Black players in the Negro Leagues incorporated into baseball's go-to site for statistics
Bob Kendrick says 'this story is so much bigger than the numbers' and baseball itself
When Black Americans tried joining major and minor baseball leagues during segregation, they weren't accepted — so they created a league of their own.
The Negro Leagues went on to produce some of the game's most talented players, from Willie Mays to Jackie Robinson and Bullet Rogan. Now they're being recognized as such by the go-to site for baseball statistics, Baseball-Reference.com.
Bob Kendrick runs the Negro Leagues Baseball Museum in Kansas City, Miss., and he helped Baseball-Reference with the new data on the site.
"It's exciting. It makes us feel proud," he told As It Happens host Carol Off. "It makes us feel like we've been part of a movement that has led to this date."
'The Negro Leagues are Major Leagues'
Baseball-Reference.com announced this week that "the Negro Leagues are Major Leagues."
"We have had Negro League baseball stats on Baseball Reference for at least 10 years now," wrote the website's creator, Sean Forman. "But we treated them as less than the statistics of the white major leagues. We will now treat them as the major leagues they are."
The statistics of seven Black baseball leagues from 1920-1932 have been incorporated into the leaderboards and the advanced search tool.
The website is working with hundreds of researchers, activists, players and families to continue updating their data.

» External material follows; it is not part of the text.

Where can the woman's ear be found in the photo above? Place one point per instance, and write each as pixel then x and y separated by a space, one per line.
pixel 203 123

"Career numbers will fluctuate, home run and win totals will be added to. Wins Above Replacement numbers will change as park factors are improved. Player records may be merged or split, and new players will be discovered," Forman wrote.
The website makes it a point to recognize that the data doesn't show the complete story. The Negro Leagues played on a major league level, but their wages, travel, playing conditions, press coverage and record-keeping were "more varied, primarily due to systemic racism."
"You can never reduce the Negro Leagues to just mere statistics," Kendrick said. "This story is so much bigger than the numbers ... so much bigger than the game of baseball itself.
Black baseball legends
Jackie Robinson was celebrated as the first Black player to join the major leagues in 1947, but the success of most Black players continued to be overlooked.
"You should know about the great Cuban Martín Dihigo, nicknamed El Maestro (the Master) because he could do it all. Played all nine positions," Kendrick said.
He went on to explain how Dihigo is the only baseball player to be enshrined into five different countries' baseball halls of fame.
Kendrick's friend and founder of the Negro Leagues Baseball Museum, John Buck O'Neil, considered Oscar Charleston to be the greatest baseball player he ever saw.
Charleston was a powerful hitter who could hit to all fields and bunt. He was also extremely fast on the base paths and in centre field. He outran many batted balls.
"He's not a household name and he should be," Kendrick said.
He also mentioned Satchel Paige, a pitcher whose big league numbers never told his legend.
"In 1943, the Kansas City Monarchs' owner, James Leslie Wilkinson, bought an airplane so that he could fly Satchel Paige to go play for other teams," Kendrick said. "He hired him out to go pitch for other teams to then fly back to go pitch for the Kansas Monarchs."
Baseball fans may have heard the names of these Black players. But now their scores and histories have been made widely available through Baseball-Reference.
"That was what they were striving for the entire time," Kendrick said. "That's the quest, I think, of Black people in this country, by and large.... No matter what the endeavour is, is that you just want to be recognized for what you do, not the colour of your skin as you do it."